Beauty in China: Women want the perfect glow of their male idols
By Amy Weng14 juillet 2026
This spring a Chinese TV actor went viral for playing a battle-worn general in flawless makeup. The argument that followed maps the logic of China’s male beauty economy, and the blind spots European luxury brings to it.
$ 33,5 B
The estimated size of the premium cosmetics sector in China in 2026 (Mordor Intelligence)
5,3%
Growth of the cosmetics market in China by 2031 (Mordor Intelligence)
18 M
Zhang Linghe’s number of followers on Weibo
In March 2026, the actor Zhang Linghe became one of the most famous men in China almost overnight. His historical romance Pursuit of Jade drew more than three billion views, ranking second in modern Chinese drama history. Two months later, when he arrived at a mall in Nanning for an eyewear brand, the crowd was so large that the entrance doors shattered under the crush, injuring five and forcing the event to be cancelled.
A good part of his fame arrived through an argument about his face. In one wartime scene, his character comes through battle with pale, immaculate skin and a look that seems freshly powdered. Viewers named him the “foundation general,” 粉底将军. Some found the polish absurd on a soldier. Others defended it as how audiences now want their leading men to look.
This is more than a celebrity story. It is a live argument over what a desirable man looks like in China, and the argument sits directly beneath one of the most productive mechanisms in the country’s beauty industry: the male ambassador for products bought almost entirely by women.
European houses entering China often treat that ambassador as a tactic to copy. Sign a young male star, watch a women’s skincare line spike. The mechanics are real, and the reading is shallow. The male beauty ambassador is the visible surface of an aesthetic system with its own history and its own economic logic. Brands that engage it without understanding those layers usually pay for the lesson.
Where the aesthetic comes from
The preference behind the foundation general runs deep. In China, pale skin has signalled status for centuries. In an agrarian society, a fair complexion meant a life spent indoors, at study or at leisure, while sun-darkened skin marked those who laboured in the fields. The scholar-official was the cultural ideal, valued for refinement rather than physical force, and that ideal attached beauty to fineness and fairness. The old saying that fair skin conceals other flaws, 一白遮三丑, still circulates today. The contemporary appetite for brightening serums, high-protection sunscreen and a luminous, even complexion sits on top of this long inheritance.
Soft, polished male looks belong to the same lineage. The young male idol with smooth, almost poreless features has a name in the market, xiao xian rou, “little fresh meat,” and the look reads in China as desirable and high-status. Western coverage tends to file it under Korean pop influence, as though China had imported a foreign template. The roots are older and domestic, and the K-pop wave amplified a preference that was already there.
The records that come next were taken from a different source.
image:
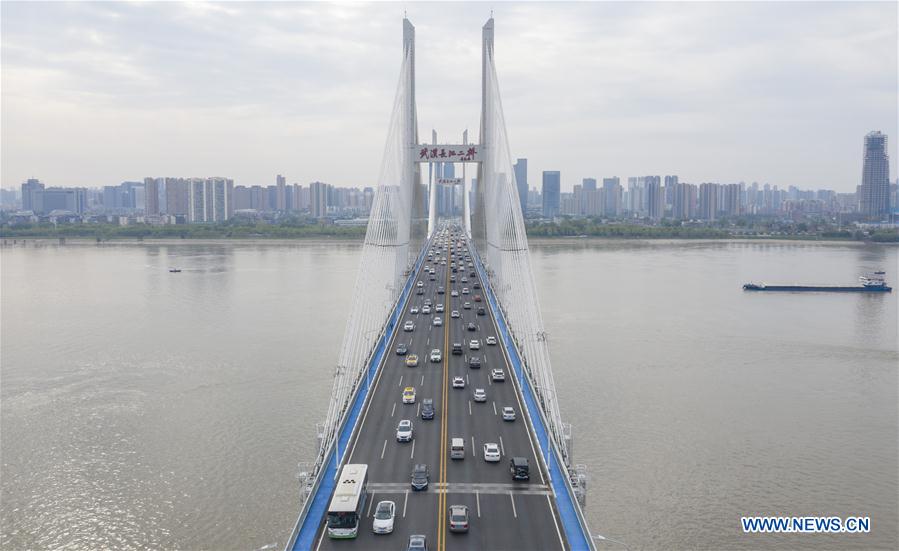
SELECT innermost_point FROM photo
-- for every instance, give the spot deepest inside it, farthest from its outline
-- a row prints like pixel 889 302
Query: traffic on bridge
pixel 451 460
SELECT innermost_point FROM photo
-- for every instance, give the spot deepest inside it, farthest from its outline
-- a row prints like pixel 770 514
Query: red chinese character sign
pixel 449 153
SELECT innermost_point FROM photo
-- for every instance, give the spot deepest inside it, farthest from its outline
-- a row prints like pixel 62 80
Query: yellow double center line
pixel 441 495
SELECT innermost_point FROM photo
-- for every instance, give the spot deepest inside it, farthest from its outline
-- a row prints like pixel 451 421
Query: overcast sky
pixel 97 93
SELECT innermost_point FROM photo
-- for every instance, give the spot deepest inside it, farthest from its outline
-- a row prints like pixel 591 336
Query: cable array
pixel 385 261
pixel 506 254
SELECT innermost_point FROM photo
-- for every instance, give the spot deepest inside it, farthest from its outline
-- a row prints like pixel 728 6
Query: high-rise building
pixel 151 196
pixel 708 201
pixel 590 201
pixel 874 198
pixel 731 205
pixel 32 195
pixel 611 196
pixel 655 198
pixel 318 199
pixel 685 198
pixel 552 184
pixel 670 190
pixel 521 181
pixel 280 193
pixel 210 199
pixel 177 197
pixel 59 198
pixel 636 196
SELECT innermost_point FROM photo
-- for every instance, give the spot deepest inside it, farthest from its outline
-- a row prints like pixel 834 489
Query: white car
pixel 491 452
pixel 385 512
pixel 404 431
pixel 409 395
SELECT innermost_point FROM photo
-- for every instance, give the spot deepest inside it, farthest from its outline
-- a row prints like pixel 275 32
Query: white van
pixel 457 448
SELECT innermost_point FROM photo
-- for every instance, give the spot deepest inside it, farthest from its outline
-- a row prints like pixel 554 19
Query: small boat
pixel 870 283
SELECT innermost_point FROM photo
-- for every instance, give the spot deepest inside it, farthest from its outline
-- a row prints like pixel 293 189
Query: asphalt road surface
pixel 504 514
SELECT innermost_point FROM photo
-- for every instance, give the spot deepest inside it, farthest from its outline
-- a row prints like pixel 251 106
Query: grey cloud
pixel 778 92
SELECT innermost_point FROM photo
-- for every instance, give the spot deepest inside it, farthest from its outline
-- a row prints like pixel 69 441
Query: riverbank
pixel 330 232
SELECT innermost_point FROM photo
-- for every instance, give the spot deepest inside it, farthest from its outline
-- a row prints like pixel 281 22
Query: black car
pixel 417 542
pixel 420 477
pixel 518 467
pixel 427 409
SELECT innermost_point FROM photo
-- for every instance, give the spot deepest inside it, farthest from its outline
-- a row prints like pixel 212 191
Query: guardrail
pixel 303 535
pixel 573 521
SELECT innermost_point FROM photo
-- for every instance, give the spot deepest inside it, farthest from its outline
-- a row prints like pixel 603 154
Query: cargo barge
pixel 871 283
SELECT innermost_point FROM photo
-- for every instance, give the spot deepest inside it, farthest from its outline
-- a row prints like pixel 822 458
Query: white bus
pixel 348 504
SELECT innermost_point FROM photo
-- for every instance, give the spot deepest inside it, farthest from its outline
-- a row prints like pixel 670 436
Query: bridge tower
pixel 403 216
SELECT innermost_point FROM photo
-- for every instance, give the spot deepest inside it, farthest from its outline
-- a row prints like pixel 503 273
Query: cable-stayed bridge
pixel 460 296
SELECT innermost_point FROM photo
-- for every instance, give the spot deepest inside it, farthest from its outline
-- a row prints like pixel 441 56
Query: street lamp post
pixel 603 538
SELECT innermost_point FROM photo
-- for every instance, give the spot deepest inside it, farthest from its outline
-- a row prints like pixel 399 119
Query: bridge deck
pixel 504 514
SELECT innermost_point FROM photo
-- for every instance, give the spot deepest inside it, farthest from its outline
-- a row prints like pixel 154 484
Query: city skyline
pixel 288 89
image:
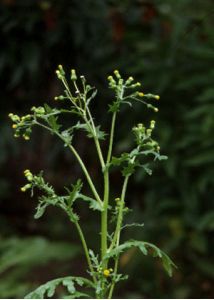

This is why the model maps onto luxury skincare so precisely. A premium serum or sunscreen promises flawless, lit-from-within skin. The idol’s face is that promise already kept. When Yue Sai, the L’Oréal-owned brand built around the idea of beauty designed for Chinese women, named Xiao Zhan global spokesperson for its sunscreen line in 2025, the logic was exact: the product claims luminous protected skin, and the ambassador’s face is the proof. He is not borrowing a woman’s category. His face and the product make the same argument. The alignment is tighter than anything a rugged Western masculinity could offer a cosmetics brand, which is part of why the model became standard in China while staying rare in Europe.